Adviser, Founder Sanctioned for Conflicts, Misdescribed Fees

Investment advisers have long been one of the key targets of SEC enforcement. The number of cases brought each year naming advisers and/or their firms as either a defendant or respondent is typically one of the largest groups of cases filed each year. Two of the claims typically asserted in those cases involve fees and undisclosed conflicts of interest. Despite the steady stream of cases advisers continue to have difficulties in these areas. The agency’s latest case involving an advisory is based on both issues – fees and conflicts. In the Matter of Alumni Ventures Group, LLC, Adm. Proc. File No. 3-20791 (March 4, 2022).

Alumni Ventures Group has been an exempt reporting adviser since December 18, 2017. The firm relies on an exemption from registration for venture capital fund advisers in Section 203(f) of the Advisers Act. It has about $425 million under management. Respondent Michael Collins is its founder.

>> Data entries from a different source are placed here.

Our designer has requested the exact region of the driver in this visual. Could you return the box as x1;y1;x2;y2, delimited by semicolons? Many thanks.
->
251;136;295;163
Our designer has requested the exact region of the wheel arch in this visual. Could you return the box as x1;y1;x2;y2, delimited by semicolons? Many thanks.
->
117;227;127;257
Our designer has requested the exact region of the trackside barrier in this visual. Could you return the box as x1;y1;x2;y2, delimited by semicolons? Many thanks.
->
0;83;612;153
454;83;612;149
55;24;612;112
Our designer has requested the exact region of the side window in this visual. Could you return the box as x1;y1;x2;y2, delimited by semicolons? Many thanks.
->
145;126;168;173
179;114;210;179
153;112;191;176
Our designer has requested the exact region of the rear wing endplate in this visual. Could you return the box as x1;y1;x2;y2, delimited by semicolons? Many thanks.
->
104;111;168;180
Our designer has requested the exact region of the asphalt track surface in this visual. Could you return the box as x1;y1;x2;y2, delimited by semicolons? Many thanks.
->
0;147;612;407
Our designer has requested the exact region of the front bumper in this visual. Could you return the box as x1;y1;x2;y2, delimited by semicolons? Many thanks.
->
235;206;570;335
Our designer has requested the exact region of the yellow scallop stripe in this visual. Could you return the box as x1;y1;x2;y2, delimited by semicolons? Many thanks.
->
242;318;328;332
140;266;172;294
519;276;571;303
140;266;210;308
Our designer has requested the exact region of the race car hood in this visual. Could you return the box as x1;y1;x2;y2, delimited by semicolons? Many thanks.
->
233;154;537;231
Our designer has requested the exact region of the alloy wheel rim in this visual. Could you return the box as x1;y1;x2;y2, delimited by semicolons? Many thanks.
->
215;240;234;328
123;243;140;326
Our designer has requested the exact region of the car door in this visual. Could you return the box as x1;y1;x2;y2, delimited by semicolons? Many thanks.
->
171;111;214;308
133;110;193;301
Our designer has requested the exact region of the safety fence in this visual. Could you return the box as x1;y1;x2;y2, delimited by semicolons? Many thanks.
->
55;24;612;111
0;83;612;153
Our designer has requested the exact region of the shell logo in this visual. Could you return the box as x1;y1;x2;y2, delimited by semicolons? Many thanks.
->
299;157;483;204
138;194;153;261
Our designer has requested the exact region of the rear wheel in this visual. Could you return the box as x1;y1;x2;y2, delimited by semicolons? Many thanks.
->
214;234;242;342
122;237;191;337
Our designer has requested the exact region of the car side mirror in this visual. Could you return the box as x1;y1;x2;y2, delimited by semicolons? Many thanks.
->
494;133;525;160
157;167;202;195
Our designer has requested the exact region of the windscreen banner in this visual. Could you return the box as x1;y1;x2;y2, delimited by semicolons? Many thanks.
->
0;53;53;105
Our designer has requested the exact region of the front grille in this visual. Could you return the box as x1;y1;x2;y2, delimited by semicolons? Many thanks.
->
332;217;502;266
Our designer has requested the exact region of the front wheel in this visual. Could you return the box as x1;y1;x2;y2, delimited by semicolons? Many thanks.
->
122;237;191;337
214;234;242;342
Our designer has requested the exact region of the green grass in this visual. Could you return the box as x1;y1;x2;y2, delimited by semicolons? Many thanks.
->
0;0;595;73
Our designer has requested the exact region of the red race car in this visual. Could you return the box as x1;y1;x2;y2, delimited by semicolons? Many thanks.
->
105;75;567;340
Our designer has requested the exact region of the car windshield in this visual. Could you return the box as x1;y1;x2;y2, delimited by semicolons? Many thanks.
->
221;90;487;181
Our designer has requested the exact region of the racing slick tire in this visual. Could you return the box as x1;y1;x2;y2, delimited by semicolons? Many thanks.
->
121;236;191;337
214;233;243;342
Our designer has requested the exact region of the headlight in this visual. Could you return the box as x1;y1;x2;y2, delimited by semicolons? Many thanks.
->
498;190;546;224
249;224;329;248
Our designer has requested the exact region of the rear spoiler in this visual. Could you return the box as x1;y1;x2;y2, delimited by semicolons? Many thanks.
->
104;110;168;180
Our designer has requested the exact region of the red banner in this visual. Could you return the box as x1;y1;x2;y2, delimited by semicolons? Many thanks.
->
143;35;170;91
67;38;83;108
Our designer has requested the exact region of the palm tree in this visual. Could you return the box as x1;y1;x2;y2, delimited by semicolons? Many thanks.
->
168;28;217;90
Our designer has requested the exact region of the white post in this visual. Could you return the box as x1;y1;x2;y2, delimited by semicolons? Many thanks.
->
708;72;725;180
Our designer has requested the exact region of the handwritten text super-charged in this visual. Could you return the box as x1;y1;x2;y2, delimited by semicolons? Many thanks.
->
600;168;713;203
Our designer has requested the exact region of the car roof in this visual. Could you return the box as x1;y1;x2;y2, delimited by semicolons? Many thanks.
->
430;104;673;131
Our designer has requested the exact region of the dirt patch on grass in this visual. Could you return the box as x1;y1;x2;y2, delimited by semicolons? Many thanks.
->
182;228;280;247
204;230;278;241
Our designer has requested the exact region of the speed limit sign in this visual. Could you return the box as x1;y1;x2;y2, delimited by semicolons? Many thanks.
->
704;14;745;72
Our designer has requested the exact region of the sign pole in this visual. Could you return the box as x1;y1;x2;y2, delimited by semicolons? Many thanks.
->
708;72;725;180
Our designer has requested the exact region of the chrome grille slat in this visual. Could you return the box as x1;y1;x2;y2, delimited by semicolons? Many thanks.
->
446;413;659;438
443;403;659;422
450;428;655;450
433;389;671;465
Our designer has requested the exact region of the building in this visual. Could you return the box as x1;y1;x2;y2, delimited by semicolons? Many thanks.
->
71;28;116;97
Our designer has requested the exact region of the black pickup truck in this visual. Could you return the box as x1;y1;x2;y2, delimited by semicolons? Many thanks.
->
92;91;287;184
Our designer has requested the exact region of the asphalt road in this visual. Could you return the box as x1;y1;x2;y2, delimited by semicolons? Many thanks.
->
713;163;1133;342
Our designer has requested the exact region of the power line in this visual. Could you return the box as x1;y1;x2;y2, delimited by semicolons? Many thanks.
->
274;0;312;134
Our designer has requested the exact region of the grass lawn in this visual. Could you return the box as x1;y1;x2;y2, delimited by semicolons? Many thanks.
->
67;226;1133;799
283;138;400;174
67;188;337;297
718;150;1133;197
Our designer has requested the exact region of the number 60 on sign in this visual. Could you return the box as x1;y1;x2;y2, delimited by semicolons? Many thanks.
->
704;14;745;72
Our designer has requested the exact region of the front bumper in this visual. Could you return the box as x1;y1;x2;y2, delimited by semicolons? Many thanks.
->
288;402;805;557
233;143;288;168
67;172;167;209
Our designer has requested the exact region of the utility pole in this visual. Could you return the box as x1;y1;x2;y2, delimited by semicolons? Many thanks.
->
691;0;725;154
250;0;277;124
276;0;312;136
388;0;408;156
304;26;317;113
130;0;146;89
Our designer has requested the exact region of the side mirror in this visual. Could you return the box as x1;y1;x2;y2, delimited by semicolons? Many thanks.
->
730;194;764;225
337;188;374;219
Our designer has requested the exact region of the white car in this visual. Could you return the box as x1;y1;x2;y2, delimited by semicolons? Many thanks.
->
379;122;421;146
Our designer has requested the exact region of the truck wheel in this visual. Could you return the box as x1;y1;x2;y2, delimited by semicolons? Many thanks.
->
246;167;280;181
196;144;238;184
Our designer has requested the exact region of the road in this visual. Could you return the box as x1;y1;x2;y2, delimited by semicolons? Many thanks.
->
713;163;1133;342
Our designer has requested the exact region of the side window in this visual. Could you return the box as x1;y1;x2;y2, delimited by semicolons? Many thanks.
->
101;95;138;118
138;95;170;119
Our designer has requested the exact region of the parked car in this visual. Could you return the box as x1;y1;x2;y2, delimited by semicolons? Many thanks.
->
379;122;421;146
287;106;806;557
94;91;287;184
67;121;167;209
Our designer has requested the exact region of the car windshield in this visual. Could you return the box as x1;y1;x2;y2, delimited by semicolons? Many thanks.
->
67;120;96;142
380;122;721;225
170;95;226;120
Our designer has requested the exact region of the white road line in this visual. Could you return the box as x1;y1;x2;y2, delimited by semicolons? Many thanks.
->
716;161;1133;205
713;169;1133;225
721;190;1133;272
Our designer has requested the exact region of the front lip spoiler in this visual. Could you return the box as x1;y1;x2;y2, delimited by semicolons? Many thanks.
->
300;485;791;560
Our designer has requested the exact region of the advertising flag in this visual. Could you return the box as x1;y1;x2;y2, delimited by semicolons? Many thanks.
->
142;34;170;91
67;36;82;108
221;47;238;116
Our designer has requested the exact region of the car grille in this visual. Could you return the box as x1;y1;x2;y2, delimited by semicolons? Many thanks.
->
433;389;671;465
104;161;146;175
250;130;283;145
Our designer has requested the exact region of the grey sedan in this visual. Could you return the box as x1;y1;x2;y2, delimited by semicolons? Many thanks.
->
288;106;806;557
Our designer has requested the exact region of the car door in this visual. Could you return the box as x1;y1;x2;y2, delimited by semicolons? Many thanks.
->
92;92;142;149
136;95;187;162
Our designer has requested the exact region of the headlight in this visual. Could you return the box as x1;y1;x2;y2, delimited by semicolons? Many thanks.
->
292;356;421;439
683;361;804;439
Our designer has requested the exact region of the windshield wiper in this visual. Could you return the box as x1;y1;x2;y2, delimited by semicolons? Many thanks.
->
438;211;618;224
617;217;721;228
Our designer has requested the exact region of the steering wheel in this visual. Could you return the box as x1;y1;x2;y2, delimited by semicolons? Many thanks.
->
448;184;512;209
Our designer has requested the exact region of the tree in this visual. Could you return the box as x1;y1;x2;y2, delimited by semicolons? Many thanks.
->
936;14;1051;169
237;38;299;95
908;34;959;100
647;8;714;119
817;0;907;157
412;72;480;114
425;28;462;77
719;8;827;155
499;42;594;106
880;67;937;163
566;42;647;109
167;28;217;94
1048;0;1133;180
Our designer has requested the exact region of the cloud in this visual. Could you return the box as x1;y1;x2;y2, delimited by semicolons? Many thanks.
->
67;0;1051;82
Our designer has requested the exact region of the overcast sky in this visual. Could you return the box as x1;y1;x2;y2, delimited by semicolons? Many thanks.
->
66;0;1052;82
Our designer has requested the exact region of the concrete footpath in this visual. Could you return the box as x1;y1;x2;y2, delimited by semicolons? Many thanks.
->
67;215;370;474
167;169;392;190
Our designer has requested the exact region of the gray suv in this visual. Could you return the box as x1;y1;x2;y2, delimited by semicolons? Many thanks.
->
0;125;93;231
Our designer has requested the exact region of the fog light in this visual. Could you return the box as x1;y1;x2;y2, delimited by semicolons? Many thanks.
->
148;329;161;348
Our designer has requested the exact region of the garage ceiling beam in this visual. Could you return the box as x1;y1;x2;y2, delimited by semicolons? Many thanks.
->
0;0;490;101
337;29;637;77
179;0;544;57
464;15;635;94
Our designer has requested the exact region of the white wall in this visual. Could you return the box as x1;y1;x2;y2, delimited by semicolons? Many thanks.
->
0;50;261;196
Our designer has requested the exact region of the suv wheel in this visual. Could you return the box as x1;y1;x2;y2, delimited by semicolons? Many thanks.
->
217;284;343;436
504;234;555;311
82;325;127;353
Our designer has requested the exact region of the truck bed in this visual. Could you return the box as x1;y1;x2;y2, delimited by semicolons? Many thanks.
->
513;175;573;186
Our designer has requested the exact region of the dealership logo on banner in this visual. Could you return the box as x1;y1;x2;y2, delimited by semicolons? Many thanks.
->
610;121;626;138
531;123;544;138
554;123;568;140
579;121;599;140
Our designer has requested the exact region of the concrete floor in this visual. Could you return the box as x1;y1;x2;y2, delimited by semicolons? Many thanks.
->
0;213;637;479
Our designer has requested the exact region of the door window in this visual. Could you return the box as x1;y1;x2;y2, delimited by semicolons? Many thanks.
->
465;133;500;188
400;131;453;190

The Order Instituting Proceedings is based on two claims. The first centers on the fees charged clients. Over a four-year period, beginning in June 2016, the adviser told clients and others that its management fee for the venture capital funds it managed was the “industry standard ‘2 and 20.’” In fact, it was not. The industry standard was to assess 2% each year and carried interest of up to 20%. In contrast, the firm here charged 2% each year plus the full 20% – not the industry standard.

Second, the firm made inter-fund loans and cash transfers between funds as well as loans to certain funds. Those transactions violated the funds’ operating agreements prohibiting commingling and its fiduciary duties to the funds. The interfund transfers also were a conflict of interest between the funds that was not disclosed. The Order alleges violations of Section 206(2) and 206(4) of the Advisers Act. The firm undertook certain remedial acts and agreed to implement certain undertakings.

To resolve the proceedings Respondents consented to the entry of cease-and-desist orders based on the Sections cited in the Order and to a censure. Respondents will each pay a penalty of $700,000 and, in addition, Mr. Collins will pay an additional penalty of $100,000.